The rest of the films characters don’t provide as much weight as Weisz, but they serve the plot just fine. The Whistleblower is very much a one woman show and anyone that tries to get in the way is dealt with accordingly.
The film paints a dark and nasty picture of Bosnia. City streets are full of trash and everyone is generally angry or miserable. Director Larysa Kondracki uses the setting as a way to strengthen the character of Kathy. When the film starts she’s in a warm and colorful America, struggling at trying to get her family on the right track and when she’s sent to Bosnia she’s almost instantly thrown into an alien world. No one will speak to her or help her and when things get bad she has no one to rely on but herself.
It shows how well Kathy can adapt to her surroundings and how focused she stays on the task at hand. Not once does she display fear or uncertainty, because she knows what she’s doing is the right thing to do. And that’s what I liked about the film. It’s not one of the most memorable films I’ve seen, but it features one really strong main character that is 100% the real deal. She doesn’t need any motives to do what she does; she just does it because it’s what’s right. Peace is the true reward.

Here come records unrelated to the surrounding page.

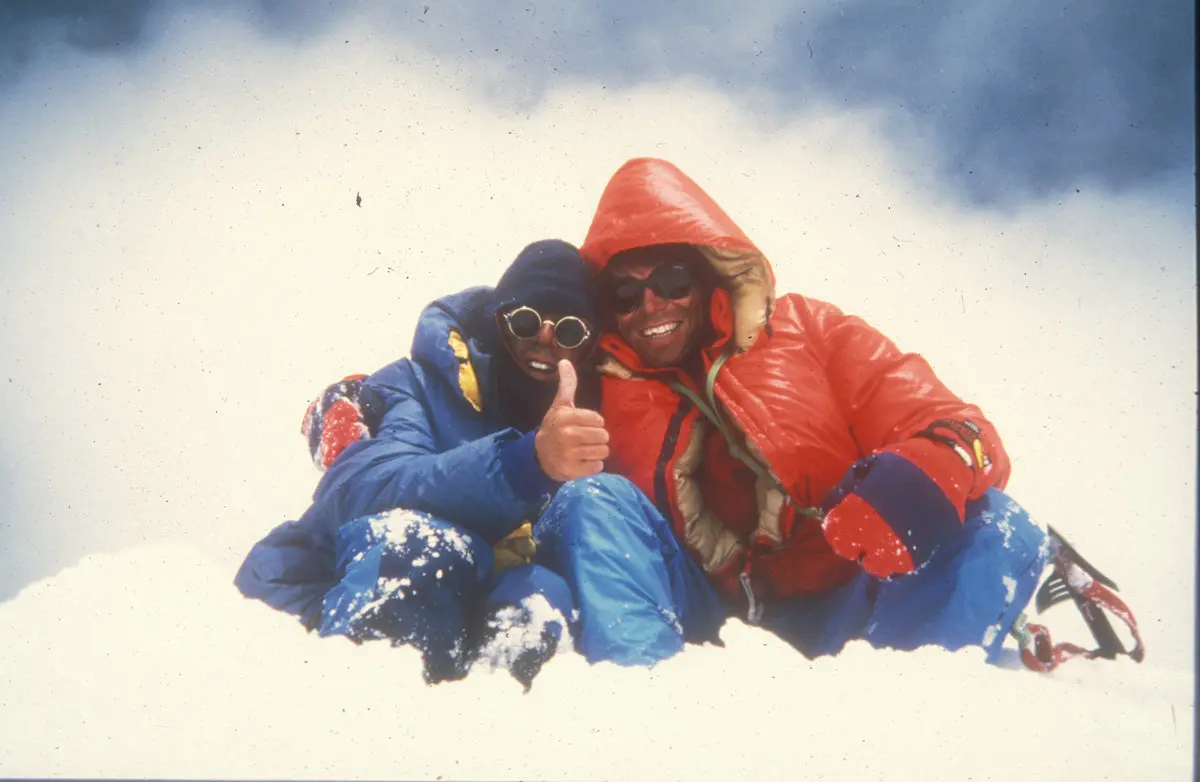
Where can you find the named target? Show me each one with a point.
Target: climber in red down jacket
(829, 483)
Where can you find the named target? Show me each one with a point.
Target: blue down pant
(607, 565)
(969, 593)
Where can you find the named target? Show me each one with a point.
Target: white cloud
(185, 266)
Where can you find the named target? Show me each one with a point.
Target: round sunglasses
(670, 283)
(525, 323)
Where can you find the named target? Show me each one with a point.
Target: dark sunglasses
(525, 323)
(672, 282)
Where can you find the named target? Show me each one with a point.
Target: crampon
(1074, 578)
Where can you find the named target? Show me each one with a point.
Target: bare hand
(570, 443)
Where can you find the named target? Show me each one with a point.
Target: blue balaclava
(549, 276)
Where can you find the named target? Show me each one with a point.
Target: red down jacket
(805, 398)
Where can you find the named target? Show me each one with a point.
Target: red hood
(651, 202)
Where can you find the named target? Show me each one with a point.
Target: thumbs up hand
(571, 443)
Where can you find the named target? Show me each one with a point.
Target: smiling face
(539, 355)
(658, 302)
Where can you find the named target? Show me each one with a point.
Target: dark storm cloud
(85, 24)
(1003, 101)
(1024, 96)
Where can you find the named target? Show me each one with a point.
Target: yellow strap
(467, 382)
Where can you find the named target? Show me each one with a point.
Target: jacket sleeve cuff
(519, 462)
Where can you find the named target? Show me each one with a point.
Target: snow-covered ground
(185, 268)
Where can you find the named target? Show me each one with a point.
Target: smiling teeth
(658, 331)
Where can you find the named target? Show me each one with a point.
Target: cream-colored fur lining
(703, 531)
(745, 275)
(771, 499)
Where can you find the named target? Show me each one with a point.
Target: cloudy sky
(183, 265)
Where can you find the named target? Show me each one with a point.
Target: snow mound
(148, 662)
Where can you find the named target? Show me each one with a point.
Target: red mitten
(895, 507)
(341, 415)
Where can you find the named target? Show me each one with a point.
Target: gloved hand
(341, 415)
(895, 507)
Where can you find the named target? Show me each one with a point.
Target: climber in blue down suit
(463, 509)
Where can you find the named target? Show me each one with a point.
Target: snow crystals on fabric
(517, 630)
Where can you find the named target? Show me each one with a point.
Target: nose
(652, 302)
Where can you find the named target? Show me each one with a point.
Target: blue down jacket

The Whistleblower‘s 1080p transfer is a mixed bag. The film is naturally dark and lifeless, due to the Bosnian setting, but the detail struggles staying consistent. Some shots contain sharp edge and little grain while others are completely smudgy and lacking any detail. There’s a specific lens used throughout the film that creates a fisheye effect, which causes detail to be tampered with and inconsistent. I’m assuming those shots were intentionally filmed that way.
The 5.1 DTS-HD Master Audio track isn’t all that thrilling. This is a front-loaded track that focuses heavily on dialogue and close-quarters effects. The rear channels rarely spark any sound during the films running time. The film doesn’t contain much action that needs to fully use the 5.1 setup, but it would have been nice to have some more added effects.

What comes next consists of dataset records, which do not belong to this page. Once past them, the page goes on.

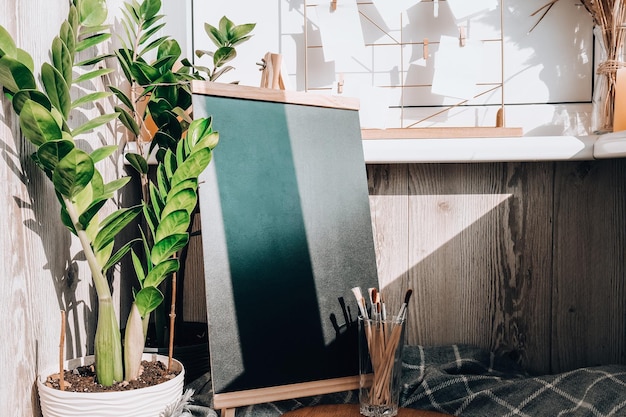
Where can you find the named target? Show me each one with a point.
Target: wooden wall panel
(479, 250)
(589, 293)
(42, 269)
(388, 189)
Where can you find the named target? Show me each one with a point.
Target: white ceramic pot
(143, 402)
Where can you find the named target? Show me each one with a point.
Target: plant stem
(107, 343)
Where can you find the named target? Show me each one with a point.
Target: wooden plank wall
(42, 269)
(521, 258)
(526, 259)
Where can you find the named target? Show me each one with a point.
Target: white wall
(547, 73)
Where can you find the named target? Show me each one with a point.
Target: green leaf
(163, 182)
(145, 36)
(72, 18)
(87, 98)
(25, 58)
(62, 59)
(169, 163)
(209, 141)
(117, 256)
(138, 267)
(67, 36)
(94, 123)
(184, 199)
(149, 8)
(92, 12)
(67, 221)
(177, 222)
(57, 89)
(215, 35)
(151, 218)
(198, 129)
(161, 271)
(191, 183)
(223, 55)
(113, 225)
(169, 48)
(138, 162)
(115, 185)
(122, 97)
(154, 44)
(165, 248)
(7, 44)
(239, 32)
(128, 121)
(94, 60)
(15, 76)
(51, 152)
(193, 166)
(144, 73)
(72, 173)
(156, 201)
(38, 124)
(92, 41)
(87, 31)
(226, 26)
(147, 300)
(102, 152)
(23, 95)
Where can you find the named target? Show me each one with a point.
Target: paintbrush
(402, 313)
(360, 302)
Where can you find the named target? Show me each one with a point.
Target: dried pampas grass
(609, 17)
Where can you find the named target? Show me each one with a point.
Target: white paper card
(341, 33)
(462, 9)
(390, 11)
(457, 68)
(373, 103)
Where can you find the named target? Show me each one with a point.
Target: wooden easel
(271, 76)
(227, 403)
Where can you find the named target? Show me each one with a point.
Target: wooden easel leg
(228, 412)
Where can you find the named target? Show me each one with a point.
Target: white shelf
(505, 149)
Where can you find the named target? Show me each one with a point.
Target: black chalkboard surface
(286, 234)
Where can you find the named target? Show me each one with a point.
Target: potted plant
(45, 117)
(156, 110)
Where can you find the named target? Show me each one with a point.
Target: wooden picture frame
(286, 233)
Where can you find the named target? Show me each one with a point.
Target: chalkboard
(286, 234)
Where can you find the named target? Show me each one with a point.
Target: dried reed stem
(61, 353)
(609, 17)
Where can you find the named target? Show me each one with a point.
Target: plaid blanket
(464, 380)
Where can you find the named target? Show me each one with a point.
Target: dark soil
(83, 379)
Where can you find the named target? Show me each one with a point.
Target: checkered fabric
(467, 381)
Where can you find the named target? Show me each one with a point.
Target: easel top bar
(208, 88)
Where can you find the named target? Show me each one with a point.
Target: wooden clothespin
(340, 83)
(271, 75)
(462, 36)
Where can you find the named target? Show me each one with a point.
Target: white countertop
(500, 149)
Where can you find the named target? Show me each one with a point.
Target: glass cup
(380, 365)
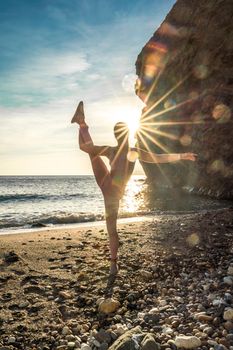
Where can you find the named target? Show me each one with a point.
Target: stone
(228, 326)
(126, 341)
(147, 275)
(187, 342)
(109, 305)
(103, 336)
(66, 331)
(228, 314)
(203, 317)
(85, 346)
(149, 343)
(11, 340)
(103, 346)
(64, 295)
(11, 257)
(228, 280)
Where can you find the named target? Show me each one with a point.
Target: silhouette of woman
(112, 183)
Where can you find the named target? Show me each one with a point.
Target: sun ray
(172, 108)
(157, 143)
(165, 95)
(158, 165)
(153, 86)
(161, 133)
(169, 123)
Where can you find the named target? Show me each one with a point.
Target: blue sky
(56, 52)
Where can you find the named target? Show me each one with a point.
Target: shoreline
(174, 278)
(90, 224)
(75, 226)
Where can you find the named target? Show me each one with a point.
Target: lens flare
(128, 82)
(193, 240)
(200, 71)
(221, 113)
(186, 140)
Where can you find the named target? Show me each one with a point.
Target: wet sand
(171, 269)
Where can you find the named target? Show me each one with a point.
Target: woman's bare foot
(79, 116)
(114, 268)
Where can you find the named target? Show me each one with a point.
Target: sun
(130, 114)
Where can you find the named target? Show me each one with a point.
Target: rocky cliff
(185, 78)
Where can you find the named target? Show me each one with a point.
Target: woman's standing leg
(111, 213)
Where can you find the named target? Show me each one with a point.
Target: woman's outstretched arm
(95, 150)
(150, 157)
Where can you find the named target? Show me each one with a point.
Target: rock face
(185, 77)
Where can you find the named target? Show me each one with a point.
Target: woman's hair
(121, 131)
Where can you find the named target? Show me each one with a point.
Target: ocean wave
(59, 219)
(35, 196)
(52, 219)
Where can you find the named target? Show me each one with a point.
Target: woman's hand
(188, 156)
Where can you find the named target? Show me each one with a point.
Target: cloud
(44, 77)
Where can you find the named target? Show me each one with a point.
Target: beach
(175, 278)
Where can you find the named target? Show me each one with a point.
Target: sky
(54, 53)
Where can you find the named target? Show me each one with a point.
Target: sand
(59, 275)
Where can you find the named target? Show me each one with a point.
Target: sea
(28, 202)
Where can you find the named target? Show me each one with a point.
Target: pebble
(187, 342)
(11, 340)
(66, 330)
(228, 315)
(228, 326)
(103, 346)
(109, 305)
(65, 295)
(203, 317)
(146, 274)
(85, 347)
(228, 280)
(149, 343)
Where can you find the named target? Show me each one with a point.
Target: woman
(112, 183)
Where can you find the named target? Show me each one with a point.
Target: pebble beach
(174, 288)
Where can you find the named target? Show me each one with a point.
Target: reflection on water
(142, 198)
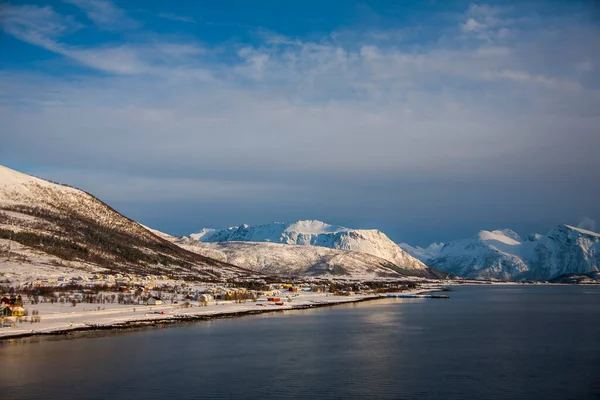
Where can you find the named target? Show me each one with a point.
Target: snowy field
(57, 317)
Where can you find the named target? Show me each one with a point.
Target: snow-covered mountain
(46, 226)
(317, 234)
(289, 260)
(503, 254)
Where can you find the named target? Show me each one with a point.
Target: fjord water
(485, 342)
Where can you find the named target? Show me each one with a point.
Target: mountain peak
(317, 233)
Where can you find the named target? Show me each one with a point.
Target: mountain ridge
(317, 234)
(503, 254)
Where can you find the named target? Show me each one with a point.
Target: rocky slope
(503, 254)
(296, 260)
(55, 225)
(318, 234)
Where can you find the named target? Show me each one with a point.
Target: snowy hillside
(503, 254)
(295, 260)
(316, 233)
(46, 225)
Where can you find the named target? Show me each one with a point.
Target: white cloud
(104, 14)
(292, 109)
(37, 25)
(175, 17)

The disc only contains one short special feature.
- Kathy Bolkovac: The Real Whistleblower (HD): This short 5 minute feature shows the real Kathy Bolkovac and what she thought of the casting of Rachel Weisz. It also features other cast members commenting on Rachel’s performance and how well she managed to capture the likeness of the real Kathy. Rachel also discusses what she was trying to achieve in her performance.

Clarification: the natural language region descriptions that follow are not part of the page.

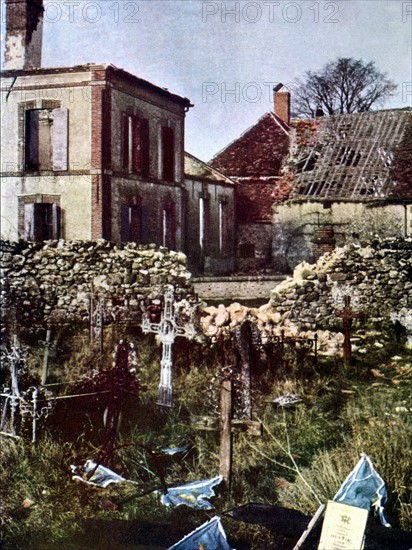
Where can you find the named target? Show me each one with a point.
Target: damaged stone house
(254, 162)
(92, 151)
(306, 186)
(350, 180)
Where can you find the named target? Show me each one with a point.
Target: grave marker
(167, 330)
(348, 315)
(227, 426)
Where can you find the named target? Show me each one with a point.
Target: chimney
(24, 26)
(282, 103)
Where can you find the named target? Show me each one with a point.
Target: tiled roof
(259, 151)
(354, 156)
(197, 169)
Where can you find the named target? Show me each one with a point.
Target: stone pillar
(323, 241)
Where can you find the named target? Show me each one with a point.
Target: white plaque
(343, 527)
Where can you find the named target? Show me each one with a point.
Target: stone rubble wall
(53, 281)
(378, 278)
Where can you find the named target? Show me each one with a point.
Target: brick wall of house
(258, 152)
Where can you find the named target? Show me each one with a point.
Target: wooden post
(243, 343)
(46, 358)
(347, 315)
(225, 455)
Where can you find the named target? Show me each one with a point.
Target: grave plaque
(343, 527)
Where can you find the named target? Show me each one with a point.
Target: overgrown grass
(305, 449)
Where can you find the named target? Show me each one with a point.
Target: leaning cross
(347, 315)
(168, 330)
(227, 425)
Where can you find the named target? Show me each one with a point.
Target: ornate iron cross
(348, 315)
(167, 330)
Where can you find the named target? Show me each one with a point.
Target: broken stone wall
(296, 224)
(378, 278)
(53, 281)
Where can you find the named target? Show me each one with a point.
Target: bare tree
(343, 86)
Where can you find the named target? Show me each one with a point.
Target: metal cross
(97, 318)
(168, 330)
(348, 315)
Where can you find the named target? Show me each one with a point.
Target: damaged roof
(197, 169)
(353, 156)
(259, 151)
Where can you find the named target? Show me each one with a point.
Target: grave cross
(96, 320)
(227, 425)
(167, 330)
(347, 315)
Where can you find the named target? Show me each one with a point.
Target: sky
(226, 56)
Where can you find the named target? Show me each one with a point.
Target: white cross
(167, 329)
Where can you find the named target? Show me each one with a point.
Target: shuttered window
(223, 228)
(46, 139)
(169, 226)
(135, 145)
(168, 154)
(42, 222)
(131, 223)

I can see why The Whistleblower got passed over when it made its brief run in limited release. It’s a good thriller, but it’s not a big Hollywood one. It’s more focused on Kathy’s personal connection with the case and how she won’t let anything get in her way when it comes to solving it. None of the side characters are ever really brought into play, which might upset people looking for a little more story to be told. The story that is presented is an uncomfortable one, but very powerful.
The Blu-Ray disc has a troubled video transfer and a very basic audio track. There’s only one small bonus feature that sheds a little light on the real life Kathy Bolkovac. I would have loved if they went in more depth on Rachel Weisz and how she prepared for the role, but giving the limited budget I’m assuming that just wasn’t in the cards. The Whistleblower makes for an uneasy rental because of the subject matter. I wouldn’t suggest buying until the price drops significantly due to the lack of features and the so-so presentation.
The Whistleblower is grimy, unsettling and sad, but thanks to Rachel Weisz‘s performance, the film's message is delivered loud and clear, whether you’re willing to listen or not.